In this episode of Enrich Your Future, Andrew and Larry Swedroe discuss Larry’s new book, Enrich Your Future: The Keys to Successful Investing. In this series, they discuss Chapter 04: Why Is Persistent Outperformance So Hard to Find?

LEARNING: Focus on building a robust asset allocation plan, regularly rebalancing it, and stick with it.

 

“Investors should just build an asset allocation plan, rebalance, and stick with it. So, when there’s a bubble, take advantage of it and sell some stock high to buy those that haven’t performed.”

Larry Swedroe

 

In this episode of Enrich Your Future, Andrew and Larry Swedroe discuss Larry’s new book, Enrich Your Future: The Keys to Successful Investing. The book is a collection of stories that Larry has developed over the 30 years to help investors as head of financial and economic research at Buckingham Wealth Partners. You can learn more about Larry’s Worst Investment Ever story on Ep645: Beware of Idiosyncratic Risks.

Larry deeply understands the world of academic research and investing, especially risk. Today, Andrew and Larry discuss Chapter 04: Why Is Persistent Outperformance So Hard to Find?

Chapter 04: Why Is Persistent Outperformance So Hard to Find?

In this chapter, Larry explains why persistent outperformance beyond the randomly expected is so hard to find.

According to Larry, the equivalent of the Holy Grail is finding the formula that allows many investors to time the market successfully. For others, it is finding the fund manager who can exploit market mispricings by buying undervalued stocks and perhaps shorting overvalued ones. However, markets are very highly efficient. An efficient market means that the price is the best estimate investors have of the right price. They don’t know the right price until after the fact.

The efficiency of the markets and the evidence of the effects of scale on trading costs explain why persistent outperformance beyond the randomly expected is so hard to find. Thus, the search by investors for persistent outperformance is likely to prove as successful as Sir Galahad’s search for the Holy Grail.
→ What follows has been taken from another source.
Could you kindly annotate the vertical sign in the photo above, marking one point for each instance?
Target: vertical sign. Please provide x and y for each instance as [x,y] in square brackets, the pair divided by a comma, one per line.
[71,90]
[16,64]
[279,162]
Larry adds that the only place we find the persistence of performance (beyond that which we would randomly expect) is at the very bottom—poorly performing funds tend to repeat. And the persistence of poor performance is not due to poor stock selection. Instead, it is due to high expenses.

The efficient market hypothesis

Larry says the efficient market hypothesis (EMH) explains why all investors should expect a lack of persistence. It states that it is only by random good luck that a fund can persistently outperform after the expenses of its efforts. But there is also a practical reason for the lack of persistence: Successful active management sows the seeds of its own destruction.

Just as the EMH explains why investors cannot use publicly available information to beat the market (because all investors have access to that information, and it is therefore already embedded in prices), the same is true of active managers. Investors should not expect to outperform the market by using publicly available information to select active managers. Any excess return will go to the active manager (in the form of higher expenses).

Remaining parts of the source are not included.